言ってることの重さのわりに、やたらと晴れやかな顔。しかも微妙に誇らしさすら感じるのがちょっと鼻につく。
「なんか……本当っぽいけど、どう考えても胡散臭い」
俺はツナギのポケットから滅多に使わないスマホを取り出し「クダン」と入力した。
「検索っと」
すぐに、それっぽい情報が出てくる。
──未来を予言し、三日で死ぬ──
(マジかよ)
「ってかお前って、ほんとに実在した奴だったんだな?」
クダンがふいっと視線を寄越す。
「これは奇なり。実際におるこの我を前にして、なお“おったのか”とは。ふむ、人間とは実に不思議な種じゃ」
(言われてみれば確かにそうなんだけど)
トントン。……トントン!
突然、部屋のドアをノックする音が響いた。
「てんぱ~い!いるんすかぁ?さっきは無視して行っちゃうなんて、ひどいっすよ~」
(やばい、玄太だ)
「おい、仔牛!俺はとりあえず仕事行くから!お前はここで大人しくしてろよ」
そう言いながら立ち上がろうとすると、クダンが急に口を開いた。
「その前に、我が身ただの仔牛にあらず。
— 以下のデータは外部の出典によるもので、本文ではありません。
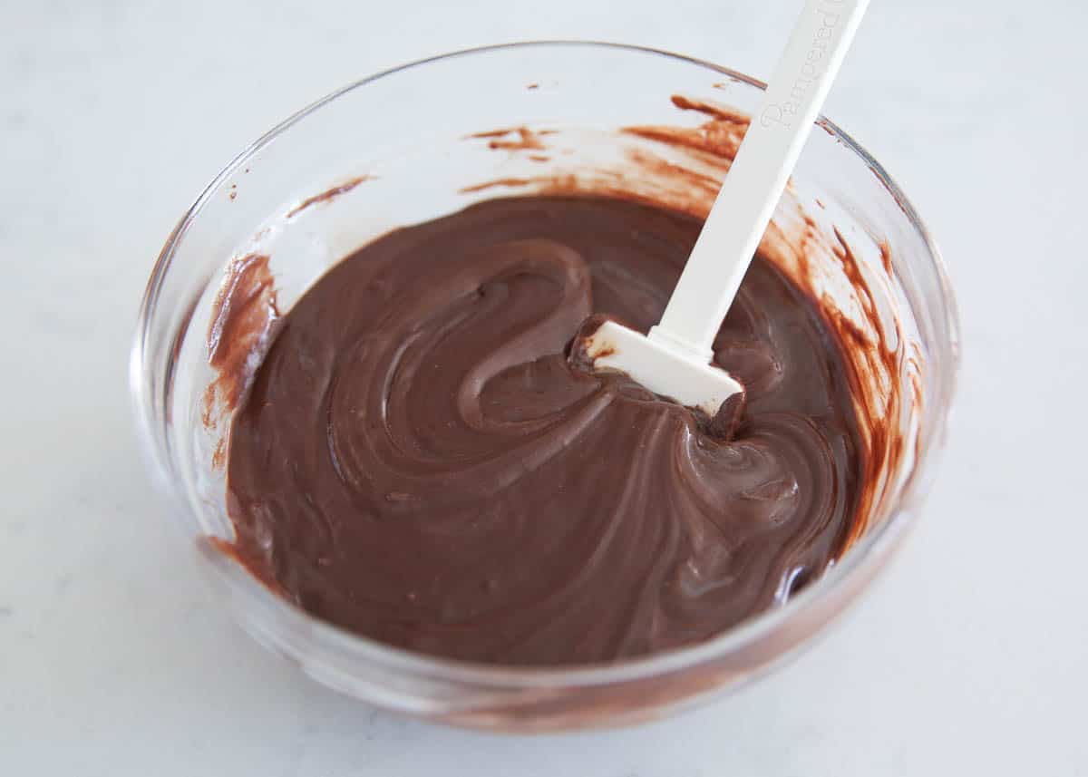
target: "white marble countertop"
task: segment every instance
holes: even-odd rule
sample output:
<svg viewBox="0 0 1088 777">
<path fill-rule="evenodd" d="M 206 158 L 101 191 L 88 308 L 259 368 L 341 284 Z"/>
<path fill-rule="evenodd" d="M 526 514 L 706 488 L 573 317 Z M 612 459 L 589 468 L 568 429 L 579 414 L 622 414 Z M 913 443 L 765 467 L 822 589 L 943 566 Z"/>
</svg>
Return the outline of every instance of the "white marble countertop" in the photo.
<svg viewBox="0 0 1088 777">
<path fill-rule="evenodd" d="M 617 13 L 609 8 L 622 7 Z M 964 361 L 906 551 L 799 661 L 640 728 L 373 712 L 210 601 L 145 477 L 126 360 L 177 217 L 280 119 L 449 49 L 580 37 L 766 75 L 798 0 L 5 3 L 0 774 L 1088 775 L 1088 123 L 1077 0 L 877 0 L 828 113 L 941 243 Z M 1015 394 L 1003 384 L 1015 378 Z"/>
</svg>

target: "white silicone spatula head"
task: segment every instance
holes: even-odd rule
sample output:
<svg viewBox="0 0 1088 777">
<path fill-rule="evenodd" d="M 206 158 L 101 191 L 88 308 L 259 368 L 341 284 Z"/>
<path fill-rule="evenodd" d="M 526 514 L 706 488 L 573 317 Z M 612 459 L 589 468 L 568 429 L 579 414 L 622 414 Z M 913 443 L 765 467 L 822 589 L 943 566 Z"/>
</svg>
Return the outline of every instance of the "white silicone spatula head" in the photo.
<svg viewBox="0 0 1088 777">
<path fill-rule="evenodd" d="M 627 372 L 654 393 L 710 416 L 743 391 L 710 365 L 714 337 L 867 5 L 806 0 L 660 323 L 643 335 L 605 322 L 584 343 L 595 369 Z"/>
</svg>

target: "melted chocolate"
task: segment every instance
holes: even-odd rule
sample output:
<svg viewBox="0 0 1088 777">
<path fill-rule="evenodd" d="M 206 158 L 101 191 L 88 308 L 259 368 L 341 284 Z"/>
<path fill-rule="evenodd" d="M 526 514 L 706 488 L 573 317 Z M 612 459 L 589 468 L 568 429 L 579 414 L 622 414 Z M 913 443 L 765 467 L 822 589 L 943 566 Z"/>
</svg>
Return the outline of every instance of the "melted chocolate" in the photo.
<svg viewBox="0 0 1088 777">
<path fill-rule="evenodd" d="M 815 301 L 756 257 L 715 343 L 746 387 L 727 423 L 566 357 L 593 313 L 655 323 L 700 226 L 509 198 L 344 259 L 235 414 L 234 552 L 320 618 L 500 664 L 641 655 L 782 604 L 843 550 L 862 485 Z"/>
</svg>

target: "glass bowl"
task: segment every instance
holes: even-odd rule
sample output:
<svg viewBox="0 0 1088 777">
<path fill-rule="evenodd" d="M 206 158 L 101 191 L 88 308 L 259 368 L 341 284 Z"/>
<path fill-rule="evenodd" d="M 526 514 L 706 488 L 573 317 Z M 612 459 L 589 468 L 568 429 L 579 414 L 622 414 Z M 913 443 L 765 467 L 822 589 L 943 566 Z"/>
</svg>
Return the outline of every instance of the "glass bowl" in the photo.
<svg viewBox="0 0 1088 777">
<path fill-rule="evenodd" d="M 846 317 L 856 317 L 864 300 L 841 278 L 842 248 L 856 261 L 875 308 L 870 329 L 898 355 L 889 371 L 866 378 L 883 392 L 877 409 L 888 418 L 895 455 L 875 452 L 883 461 L 879 488 L 849 550 L 783 606 L 709 641 L 609 665 L 468 664 L 319 621 L 215 542 L 233 540 L 215 456 L 231 414 L 221 407 L 209 416 L 205 407 L 215 379 L 207 335 L 232 261 L 271 256 L 286 311 L 331 264 L 395 226 L 487 197 L 555 190 L 557 182 L 566 190 L 643 186 L 646 180 L 629 169 L 631 148 L 671 151 L 654 147 L 653 133 L 621 128 L 672 127 L 713 139 L 708 114 L 750 115 L 762 88 L 725 67 L 650 49 L 475 49 L 351 84 L 272 130 L 215 177 L 151 274 L 131 380 L 152 476 L 215 595 L 250 634 L 318 681 L 387 710 L 480 728 L 555 730 L 629 724 L 735 689 L 795 654 L 858 596 L 914 523 L 937 468 L 957 368 L 957 317 L 940 255 L 906 197 L 823 119 L 764 247 L 779 251 L 788 272 L 804 271 L 821 304 Z M 536 148 L 542 128 L 546 152 Z M 687 161 L 710 178 L 728 169 L 714 149 L 689 151 Z M 651 197 L 687 198 L 695 210 L 713 195 L 647 185 Z M 804 266 L 789 247 L 799 224 L 819 248 Z M 888 402 L 889 392 L 899 400 Z M 874 433 L 869 444 L 892 444 L 882 441 Z"/>
</svg>

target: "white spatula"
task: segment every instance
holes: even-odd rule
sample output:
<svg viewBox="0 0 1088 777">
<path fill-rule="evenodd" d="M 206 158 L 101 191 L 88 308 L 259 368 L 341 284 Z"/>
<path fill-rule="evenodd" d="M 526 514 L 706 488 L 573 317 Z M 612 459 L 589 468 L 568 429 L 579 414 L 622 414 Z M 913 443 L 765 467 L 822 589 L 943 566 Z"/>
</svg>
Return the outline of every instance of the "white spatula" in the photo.
<svg viewBox="0 0 1088 777">
<path fill-rule="evenodd" d="M 868 0 L 806 0 L 660 323 L 643 335 L 605 322 L 584 344 L 594 369 L 626 372 L 654 393 L 712 417 L 743 391 L 710 365 L 714 337 L 867 5 Z"/>
</svg>

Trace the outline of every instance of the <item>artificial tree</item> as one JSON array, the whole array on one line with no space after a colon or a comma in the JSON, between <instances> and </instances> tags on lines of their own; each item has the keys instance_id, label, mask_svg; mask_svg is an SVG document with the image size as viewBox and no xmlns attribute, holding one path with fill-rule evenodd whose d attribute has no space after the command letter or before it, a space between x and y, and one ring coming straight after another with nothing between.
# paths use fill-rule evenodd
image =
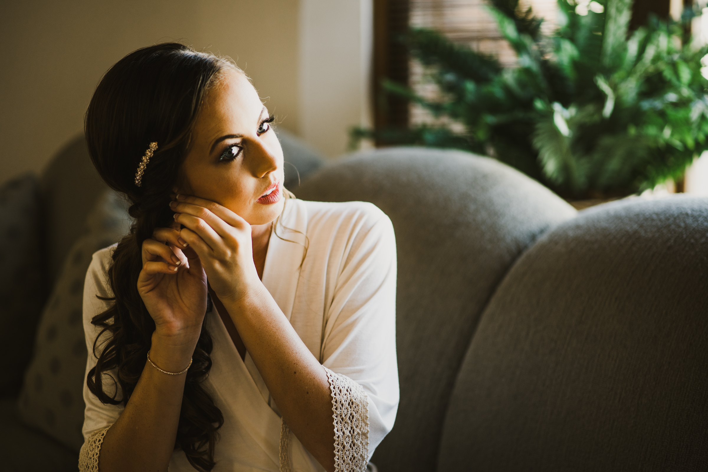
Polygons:
<instances>
[{"instance_id":1,"label":"artificial tree","mask_svg":"<svg viewBox=\"0 0 708 472\"><path fill-rule=\"evenodd\" d=\"M411 30L403 40L439 97L384 86L443 120L355 129L353 138L486 154L570 198L629 195L678 178L708 149L708 47L684 44L681 23L656 17L630 33L632 4L559 0L557 29L547 35L518 0L491 0L518 57L506 69L438 32Z\"/></svg>"}]
</instances>

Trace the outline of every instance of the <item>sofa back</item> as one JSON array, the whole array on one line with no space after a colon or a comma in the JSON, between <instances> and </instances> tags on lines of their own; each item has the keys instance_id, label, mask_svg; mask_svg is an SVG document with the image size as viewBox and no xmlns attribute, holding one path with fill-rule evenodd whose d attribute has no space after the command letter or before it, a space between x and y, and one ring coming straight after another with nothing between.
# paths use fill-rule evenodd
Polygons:
<instances>
[{"instance_id":1,"label":"sofa back","mask_svg":"<svg viewBox=\"0 0 708 472\"><path fill-rule=\"evenodd\" d=\"M382 471L430 472L450 392L482 310L519 255L576 212L493 159L421 148L337 161L303 182L296 194L371 202L393 222L401 401L394 429L372 461Z\"/></svg>"},{"instance_id":2,"label":"sofa back","mask_svg":"<svg viewBox=\"0 0 708 472\"><path fill-rule=\"evenodd\" d=\"M581 212L490 301L437 470L704 471L707 372L708 199Z\"/></svg>"}]
</instances>

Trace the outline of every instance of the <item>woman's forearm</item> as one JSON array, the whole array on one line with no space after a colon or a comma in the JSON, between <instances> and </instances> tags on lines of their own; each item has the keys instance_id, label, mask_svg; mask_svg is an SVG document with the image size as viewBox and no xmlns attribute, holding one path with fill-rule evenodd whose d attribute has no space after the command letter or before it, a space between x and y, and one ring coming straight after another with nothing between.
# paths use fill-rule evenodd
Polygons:
<instances>
[{"instance_id":1,"label":"woman's forearm","mask_svg":"<svg viewBox=\"0 0 708 472\"><path fill-rule=\"evenodd\" d=\"M178 372L189 364L190 347L154 334L150 359L163 370ZM101 448L101 472L166 471L174 449L186 374L169 375L146 360L130 399L110 427Z\"/></svg>"},{"instance_id":2,"label":"woman's forearm","mask_svg":"<svg viewBox=\"0 0 708 472\"><path fill-rule=\"evenodd\" d=\"M329 472L334 425L327 375L262 284L222 300L288 427Z\"/></svg>"}]
</instances>

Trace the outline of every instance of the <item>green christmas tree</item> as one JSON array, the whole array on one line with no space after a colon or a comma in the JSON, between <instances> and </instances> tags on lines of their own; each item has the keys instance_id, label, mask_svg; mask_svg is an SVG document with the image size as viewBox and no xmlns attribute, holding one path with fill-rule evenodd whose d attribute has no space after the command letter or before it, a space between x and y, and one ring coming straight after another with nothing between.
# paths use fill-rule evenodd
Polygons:
<instances>
[{"instance_id":1,"label":"green christmas tree","mask_svg":"<svg viewBox=\"0 0 708 472\"><path fill-rule=\"evenodd\" d=\"M656 18L630 34L632 4L559 0L559 24L548 36L518 0L491 0L518 57L512 68L434 30L412 30L405 40L440 98L384 86L446 124L357 129L353 138L491 155L574 198L680 178L708 149L708 47L684 41L680 23Z\"/></svg>"}]
</instances>

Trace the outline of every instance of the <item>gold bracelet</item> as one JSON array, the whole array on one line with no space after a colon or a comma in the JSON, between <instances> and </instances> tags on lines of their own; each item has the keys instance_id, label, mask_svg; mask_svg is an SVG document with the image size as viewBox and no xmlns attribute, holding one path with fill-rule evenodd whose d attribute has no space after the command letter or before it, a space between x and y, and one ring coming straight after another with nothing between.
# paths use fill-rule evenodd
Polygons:
<instances>
[{"instance_id":1,"label":"gold bracelet","mask_svg":"<svg viewBox=\"0 0 708 472\"><path fill-rule=\"evenodd\" d=\"M181 374L184 374L188 370L189 370L190 367L192 367L192 358L190 357L189 358L189 365L187 366L186 369L185 369L183 371L180 371L178 372L168 372L166 370L162 370L161 369L160 369L159 367L158 367L156 365L155 365L154 362L153 362L152 360L150 360L150 351L147 352L147 362L150 363L150 365L152 365L153 367L154 367L157 370L160 371L163 374L169 374L170 375L179 375Z\"/></svg>"}]
</instances>

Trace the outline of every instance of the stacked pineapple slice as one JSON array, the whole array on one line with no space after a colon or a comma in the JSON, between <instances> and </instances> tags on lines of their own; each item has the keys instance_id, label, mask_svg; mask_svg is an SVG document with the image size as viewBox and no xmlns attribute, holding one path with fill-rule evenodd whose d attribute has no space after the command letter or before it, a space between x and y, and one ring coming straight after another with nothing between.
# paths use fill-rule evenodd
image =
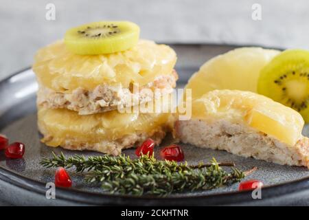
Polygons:
<instances>
[{"instance_id":1,"label":"stacked pineapple slice","mask_svg":"<svg viewBox=\"0 0 309 220\"><path fill-rule=\"evenodd\" d=\"M165 81L176 79L174 52L139 40L139 33L136 25L128 22L90 23L69 30L65 41L38 52L33 69L39 84L43 142L116 155L149 138L161 142L170 129L169 113L133 111L135 102L124 113L116 105L104 108L108 98L109 104L117 104L126 94L133 95L132 85L150 89L175 86L173 80ZM70 109L73 102L76 111ZM89 107L98 104L100 111Z\"/></svg>"}]
</instances>

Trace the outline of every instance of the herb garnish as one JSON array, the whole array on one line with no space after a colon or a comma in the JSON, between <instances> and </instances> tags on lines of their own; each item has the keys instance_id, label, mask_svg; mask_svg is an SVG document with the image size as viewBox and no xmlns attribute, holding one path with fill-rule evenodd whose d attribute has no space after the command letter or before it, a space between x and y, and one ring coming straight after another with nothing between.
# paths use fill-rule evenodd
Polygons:
<instances>
[{"instance_id":1,"label":"herb garnish","mask_svg":"<svg viewBox=\"0 0 309 220\"><path fill-rule=\"evenodd\" d=\"M103 190L111 193L143 194L165 196L174 192L212 189L240 182L253 169L242 172L231 168L228 173L220 166L233 163L218 163L214 158L209 164L190 166L187 162L157 160L153 155L141 155L132 160L123 155L117 157L76 155L67 158L63 153L53 153L52 158L44 158L41 164L46 168L74 167L76 172L87 172L88 183L101 183Z\"/></svg>"}]
</instances>

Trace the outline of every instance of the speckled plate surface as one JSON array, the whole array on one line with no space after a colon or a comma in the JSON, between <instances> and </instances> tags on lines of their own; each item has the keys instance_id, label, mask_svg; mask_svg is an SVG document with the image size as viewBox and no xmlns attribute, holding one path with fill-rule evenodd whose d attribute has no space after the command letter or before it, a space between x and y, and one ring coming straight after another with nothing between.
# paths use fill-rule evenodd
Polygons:
<instances>
[{"instance_id":1,"label":"speckled plate surface","mask_svg":"<svg viewBox=\"0 0 309 220\"><path fill-rule=\"evenodd\" d=\"M179 87L210 58L234 48L229 45L178 45L179 60L176 70L180 76ZM0 195L12 204L17 205L308 205L309 171L306 168L280 166L252 158L244 158L220 151L202 149L183 145L185 160L190 164L208 162L213 157L219 162L234 162L237 168L258 170L249 178L262 180L266 187L262 199L253 200L251 193L237 191L238 184L230 187L199 192L173 195L165 198L118 196L102 193L100 188L89 187L82 182L82 175L71 173L73 187L57 189L56 199L45 197L45 183L54 181L54 169L46 170L39 165L43 157L50 157L52 151L63 151L67 155L82 153L52 148L41 144L36 128L35 93L37 85L31 69L16 73L0 82L0 133L11 140L25 144L23 159L6 160L0 152ZM309 135L306 126L304 135ZM161 145L168 144L167 138ZM156 149L159 150L160 147ZM134 150L123 151L135 157ZM100 153L85 151L85 155Z\"/></svg>"}]
</instances>

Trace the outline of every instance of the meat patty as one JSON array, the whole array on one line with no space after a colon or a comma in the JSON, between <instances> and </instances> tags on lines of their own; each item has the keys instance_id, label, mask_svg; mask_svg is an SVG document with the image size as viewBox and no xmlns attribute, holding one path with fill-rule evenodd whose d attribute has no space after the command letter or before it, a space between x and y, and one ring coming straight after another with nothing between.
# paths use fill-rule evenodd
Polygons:
<instances>
[{"instance_id":1,"label":"meat patty","mask_svg":"<svg viewBox=\"0 0 309 220\"><path fill-rule=\"evenodd\" d=\"M170 94L177 79L177 73L174 70L171 74L159 76L153 82L139 88L139 91L146 88L152 91L159 89L162 95ZM37 104L49 109L64 108L78 111L80 115L89 115L128 107L135 103L132 100L138 100L137 104L140 104L153 99L149 93L133 91L132 88L104 84L93 91L78 88L71 93L62 93L40 85Z\"/></svg>"}]
</instances>

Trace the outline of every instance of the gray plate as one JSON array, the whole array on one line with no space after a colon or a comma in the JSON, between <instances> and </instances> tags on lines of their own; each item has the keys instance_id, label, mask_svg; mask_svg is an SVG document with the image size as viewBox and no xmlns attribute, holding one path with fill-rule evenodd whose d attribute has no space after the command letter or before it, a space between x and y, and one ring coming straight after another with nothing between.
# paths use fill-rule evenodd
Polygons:
<instances>
[{"instance_id":1,"label":"gray plate","mask_svg":"<svg viewBox=\"0 0 309 220\"><path fill-rule=\"evenodd\" d=\"M180 76L179 86L185 85L190 76L210 58L224 53L234 46L209 45L171 45L179 60L176 70ZM41 144L36 129L35 92L37 85L31 69L14 74L0 82L0 133L12 141L25 144L23 159L6 160L0 152L0 192L2 198L19 205L231 205L231 204L300 204L309 201L309 171L306 168L280 166L244 158L220 151L202 149L183 145L185 160L190 164L208 162L213 157L219 162L234 162L237 168L248 170L258 166L258 170L249 177L262 181L262 199L253 200L247 192L237 191L238 184L197 193L173 195L165 198L152 197L118 196L102 193L98 187L90 187L82 182L82 175L71 173L73 187L57 189L56 199L47 199L45 184L54 181L54 169L46 170L39 165L40 160L50 157L52 151L63 151L67 155L80 152L52 148ZM304 133L309 133L306 127ZM161 144L166 145L168 138ZM157 152L160 147L156 149ZM134 150L124 151L135 157ZM98 155L83 152L85 155ZM156 153L158 155L158 153Z\"/></svg>"}]
</instances>

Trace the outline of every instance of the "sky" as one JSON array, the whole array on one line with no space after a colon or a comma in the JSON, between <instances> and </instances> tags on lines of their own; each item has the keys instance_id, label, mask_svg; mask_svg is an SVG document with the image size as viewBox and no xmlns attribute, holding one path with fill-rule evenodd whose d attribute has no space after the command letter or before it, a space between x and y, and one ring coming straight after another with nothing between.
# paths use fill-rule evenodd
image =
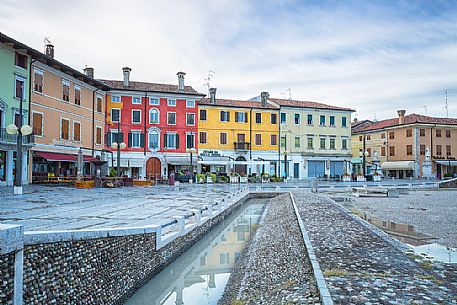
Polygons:
<instances>
[{"instance_id":1,"label":"sky","mask_svg":"<svg viewBox=\"0 0 457 305\"><path fill-rule=\"evenodd\" d=\"M0 0L0 32L95 77L457 117L457 1ZM288 90L290 89L290 91Z\"/></svg>"}]
</instances>

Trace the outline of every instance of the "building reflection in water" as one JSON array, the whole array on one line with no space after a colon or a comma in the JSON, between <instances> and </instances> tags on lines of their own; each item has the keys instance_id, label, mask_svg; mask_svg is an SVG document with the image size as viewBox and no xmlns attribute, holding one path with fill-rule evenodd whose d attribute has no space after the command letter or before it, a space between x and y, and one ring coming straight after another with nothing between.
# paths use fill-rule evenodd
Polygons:
<instances>
[{"instance_id":1,"label":"building reflection in water","mask_svg":"<svg viewBox=\"0 0 457 305\"><path fill-rule=\"evenodd\" d=\"M126 305L217 304L236 259L265 208L251 199L176 261L139 289Z\"/></svg>"}]
</instances>

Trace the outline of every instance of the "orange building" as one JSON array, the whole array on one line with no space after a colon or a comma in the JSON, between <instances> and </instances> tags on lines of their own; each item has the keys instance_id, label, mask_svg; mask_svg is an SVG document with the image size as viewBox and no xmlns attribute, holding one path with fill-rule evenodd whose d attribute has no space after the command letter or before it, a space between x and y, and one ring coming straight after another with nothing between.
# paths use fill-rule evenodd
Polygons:
<instances>
[{"instance_id":1,"label":"orange building","mask_svg":"<svg viewBox=\"0 0 457 305\"><path fill-rule=\"evenodd\" d=\"M90 162L102 153L109 87L93 78L92 68L84 71L55 60L52 45L32 64L30 124L36 145L29 172L34 182L48 174L75 175L80 149L90 174Z\"/></svg>"}]
</instances>

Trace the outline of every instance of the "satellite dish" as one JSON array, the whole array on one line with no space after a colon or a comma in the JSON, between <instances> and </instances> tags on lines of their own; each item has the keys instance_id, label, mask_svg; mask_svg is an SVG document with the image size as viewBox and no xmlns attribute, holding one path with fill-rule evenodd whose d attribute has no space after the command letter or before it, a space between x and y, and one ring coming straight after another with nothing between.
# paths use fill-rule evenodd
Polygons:
<instances>
[{"instance_id":1,"label":"satellite dish","mask_svg":"<svg viewBox=\"0 0 457 305\"><path fill-rule=\"evenodd\" d=\"M6 132L8 134L17 134L17 126L14 124L9 124L6 126Z\"/></svg>"}]
</instances>

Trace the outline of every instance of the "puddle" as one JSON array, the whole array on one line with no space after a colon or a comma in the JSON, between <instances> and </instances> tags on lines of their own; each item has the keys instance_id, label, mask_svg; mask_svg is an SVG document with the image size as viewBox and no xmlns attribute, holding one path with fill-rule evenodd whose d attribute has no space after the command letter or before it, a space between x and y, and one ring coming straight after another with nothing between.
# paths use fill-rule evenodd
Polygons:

未来を告げる者として、予言を口にせねばなるまい」
えっ、今?っていう俺の空気を一切無視して、クダンは続けた。
「三日目……我が命尽きるとともに、おぬしはこの世界との縁を断たれる。否応なく、じゃ」
「……………は?」
「これは、異界渡りの予兆なり。ぬしよ、その刻まで備えを怠るでない」
その瞬間、扉がガチャッと開いた。
「お、おおぉ!玄太くんかぁ!気づかなかった、どうした?」
咄嗟に、部屋の中の仔牛を隠すように立ち、自然な動きで視界をふさぐ。
「どうしたじゃないっすよ!はなこの仔牛もいないし!てんぱいは急にどっか行くし、ちんぷんかんぷんっすよ!」
「わりぃわりぃ…べ、便所。急に行きたくなってな!」
「どんだけ必死だったんすか!おやっさんには寝ぼけてたんだろって怒られるし!」
なるほど。おやっさんには、玄太が仔牛を見間違えたってことで片付いたらしい。これは好都合。
(ならこのまま、玄太にもマボロシ路線で押し通すか)
にこっと笑いながら、俺は玄太の肩をぽんと叩いた。
「お前、寝不足だったんじゃねーか? 気をつけろよ。今の季節、疲れやすいからな」
「え~?てんぱいが仔牛が産まれてるって言ったからおれ、呼んできたんすよ」
ぷんすかと怒る玄太を「はいはい」ってなだめながら、俺はそっと部屋を後にした。
*********
「ふぅ、暑いな」
そう言ってツナギの上半身を脱いで腰に巻く。白いTシャツには牛のマークのワンポイント。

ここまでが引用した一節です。